Architecture: Hosts, Clients, and Servers
- Distinguish the three MCP roles — host, client, and server — and understand what each one is responsible for
- Describe the three-phase MCP connection lifecycle: initialization, capability discovery, and operation
- Explain how JSON-RPC 2.0 underlies all MCP communication and what requests vs. notifications mean for server authors
Three Roles, One Protocol
Every MCP interaction involves three distinct roles. Confusing them is a common source of confusion for new MCP developers, so it is worth being precise from the start.
When you build an MCP server, you are writing code that fulfills the server role. You do not write client or host code — those are handled by Claude Desktop, Claude Code, or whichever AI application the user is working with.
The Communication Protocol: JSON-RPC 2.0
All MCP communication uses JSON-RPC 2.0 — a lightweight remote procedure call protocol that encodes requests and responses as JSON objects.

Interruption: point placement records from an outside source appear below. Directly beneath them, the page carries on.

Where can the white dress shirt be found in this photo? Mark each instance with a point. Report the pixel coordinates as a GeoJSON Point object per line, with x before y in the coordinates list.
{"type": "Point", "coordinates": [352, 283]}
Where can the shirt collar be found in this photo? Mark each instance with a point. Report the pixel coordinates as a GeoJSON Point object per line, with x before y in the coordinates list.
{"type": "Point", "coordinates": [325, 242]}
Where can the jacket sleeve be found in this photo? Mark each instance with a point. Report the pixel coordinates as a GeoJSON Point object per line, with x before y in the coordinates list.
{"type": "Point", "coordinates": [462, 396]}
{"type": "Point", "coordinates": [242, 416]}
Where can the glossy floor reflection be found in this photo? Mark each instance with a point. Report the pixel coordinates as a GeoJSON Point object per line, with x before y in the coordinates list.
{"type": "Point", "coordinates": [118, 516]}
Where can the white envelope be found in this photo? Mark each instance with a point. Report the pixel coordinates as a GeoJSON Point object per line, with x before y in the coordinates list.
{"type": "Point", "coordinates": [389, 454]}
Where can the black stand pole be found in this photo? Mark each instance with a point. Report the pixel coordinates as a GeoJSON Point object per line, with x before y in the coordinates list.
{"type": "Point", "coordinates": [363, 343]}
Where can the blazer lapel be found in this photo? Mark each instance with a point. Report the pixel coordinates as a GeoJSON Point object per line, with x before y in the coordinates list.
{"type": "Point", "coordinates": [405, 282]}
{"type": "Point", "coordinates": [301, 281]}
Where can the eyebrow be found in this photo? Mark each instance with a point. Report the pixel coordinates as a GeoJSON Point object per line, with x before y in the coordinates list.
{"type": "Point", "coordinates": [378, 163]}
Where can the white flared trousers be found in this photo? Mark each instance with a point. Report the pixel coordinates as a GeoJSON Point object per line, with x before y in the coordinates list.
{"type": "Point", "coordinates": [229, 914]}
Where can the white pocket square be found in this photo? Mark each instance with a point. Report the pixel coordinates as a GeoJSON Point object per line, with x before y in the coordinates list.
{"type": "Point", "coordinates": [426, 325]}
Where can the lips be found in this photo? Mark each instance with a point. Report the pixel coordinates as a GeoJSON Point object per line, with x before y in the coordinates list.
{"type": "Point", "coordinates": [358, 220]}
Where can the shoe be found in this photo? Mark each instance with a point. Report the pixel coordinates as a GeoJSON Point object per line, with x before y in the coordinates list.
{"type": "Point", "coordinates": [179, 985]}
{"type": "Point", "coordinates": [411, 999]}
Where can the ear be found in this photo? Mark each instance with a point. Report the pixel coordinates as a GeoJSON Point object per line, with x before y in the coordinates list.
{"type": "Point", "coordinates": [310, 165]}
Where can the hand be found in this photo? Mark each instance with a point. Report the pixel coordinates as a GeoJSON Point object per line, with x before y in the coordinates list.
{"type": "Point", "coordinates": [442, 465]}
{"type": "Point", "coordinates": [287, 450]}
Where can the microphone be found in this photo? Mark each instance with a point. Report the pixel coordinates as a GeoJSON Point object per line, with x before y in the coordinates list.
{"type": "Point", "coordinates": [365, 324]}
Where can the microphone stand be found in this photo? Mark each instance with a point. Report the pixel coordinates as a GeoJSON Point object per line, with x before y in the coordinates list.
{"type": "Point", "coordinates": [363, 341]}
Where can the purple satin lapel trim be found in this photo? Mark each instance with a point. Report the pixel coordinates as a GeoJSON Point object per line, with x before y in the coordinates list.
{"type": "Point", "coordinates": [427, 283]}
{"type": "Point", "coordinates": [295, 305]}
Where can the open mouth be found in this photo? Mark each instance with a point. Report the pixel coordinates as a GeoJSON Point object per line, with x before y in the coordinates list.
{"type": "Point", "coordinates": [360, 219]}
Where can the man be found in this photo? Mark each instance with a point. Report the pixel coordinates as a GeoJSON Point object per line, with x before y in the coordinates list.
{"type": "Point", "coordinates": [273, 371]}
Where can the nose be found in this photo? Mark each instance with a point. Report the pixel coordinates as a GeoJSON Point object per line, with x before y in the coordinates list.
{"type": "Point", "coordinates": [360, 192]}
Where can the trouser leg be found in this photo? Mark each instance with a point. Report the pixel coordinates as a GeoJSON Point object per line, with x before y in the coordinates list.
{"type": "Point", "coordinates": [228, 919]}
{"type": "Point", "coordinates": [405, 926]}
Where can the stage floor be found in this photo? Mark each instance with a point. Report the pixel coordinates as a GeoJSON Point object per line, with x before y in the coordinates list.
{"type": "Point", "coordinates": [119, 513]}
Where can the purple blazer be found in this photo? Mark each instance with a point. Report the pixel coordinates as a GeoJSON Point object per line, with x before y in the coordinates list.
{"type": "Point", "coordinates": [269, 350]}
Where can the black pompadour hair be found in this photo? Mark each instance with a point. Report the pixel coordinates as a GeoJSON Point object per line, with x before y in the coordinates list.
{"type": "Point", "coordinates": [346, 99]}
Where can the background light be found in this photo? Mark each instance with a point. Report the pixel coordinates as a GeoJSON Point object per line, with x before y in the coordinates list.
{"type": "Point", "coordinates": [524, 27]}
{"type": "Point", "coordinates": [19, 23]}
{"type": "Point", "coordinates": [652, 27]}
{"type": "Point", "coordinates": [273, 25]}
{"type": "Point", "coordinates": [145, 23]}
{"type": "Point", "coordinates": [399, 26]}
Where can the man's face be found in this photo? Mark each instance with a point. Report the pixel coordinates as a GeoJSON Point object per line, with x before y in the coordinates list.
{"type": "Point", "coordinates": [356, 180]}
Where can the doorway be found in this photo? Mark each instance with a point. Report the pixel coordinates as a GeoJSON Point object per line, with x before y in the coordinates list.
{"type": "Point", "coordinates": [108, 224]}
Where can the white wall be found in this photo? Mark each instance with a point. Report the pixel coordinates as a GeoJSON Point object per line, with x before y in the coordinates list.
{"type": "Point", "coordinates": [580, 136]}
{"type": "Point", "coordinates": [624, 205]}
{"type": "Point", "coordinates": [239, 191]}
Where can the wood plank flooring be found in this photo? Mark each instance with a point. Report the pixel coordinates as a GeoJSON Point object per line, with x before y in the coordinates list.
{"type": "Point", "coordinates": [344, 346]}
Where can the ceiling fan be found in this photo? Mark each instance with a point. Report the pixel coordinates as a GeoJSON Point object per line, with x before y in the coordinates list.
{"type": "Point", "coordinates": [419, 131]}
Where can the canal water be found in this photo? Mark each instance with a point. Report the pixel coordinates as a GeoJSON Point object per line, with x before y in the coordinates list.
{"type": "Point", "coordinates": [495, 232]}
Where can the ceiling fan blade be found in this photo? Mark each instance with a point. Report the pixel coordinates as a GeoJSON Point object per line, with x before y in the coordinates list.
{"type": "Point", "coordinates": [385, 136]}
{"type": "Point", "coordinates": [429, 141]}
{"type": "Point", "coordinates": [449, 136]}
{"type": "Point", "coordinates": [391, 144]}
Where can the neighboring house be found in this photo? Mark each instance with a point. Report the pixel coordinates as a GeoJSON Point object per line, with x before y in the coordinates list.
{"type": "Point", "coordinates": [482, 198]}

A JSON-RPC request looks like this:
{
"jsonrpc": "2.0",
"id": 1,
"method": "tools/call",
"params": {
"name": "get_weather",
"arguments": { "city": "London" }
}
}
And the corresponding response:
{
"jsonrpc": "2.0",
"id": 1,
"result": {
"content": [
{ "type": "text", "text": "London: 14°C, partly cloudy" }
]
}
}
You will rarely write raw JSON-RPC yourself — the TypeScript and Python SDKs handle serialization and deserialization. But understanding that this is the underlying format helps when you need to debug a misbehaving server or read the MCP specification directly.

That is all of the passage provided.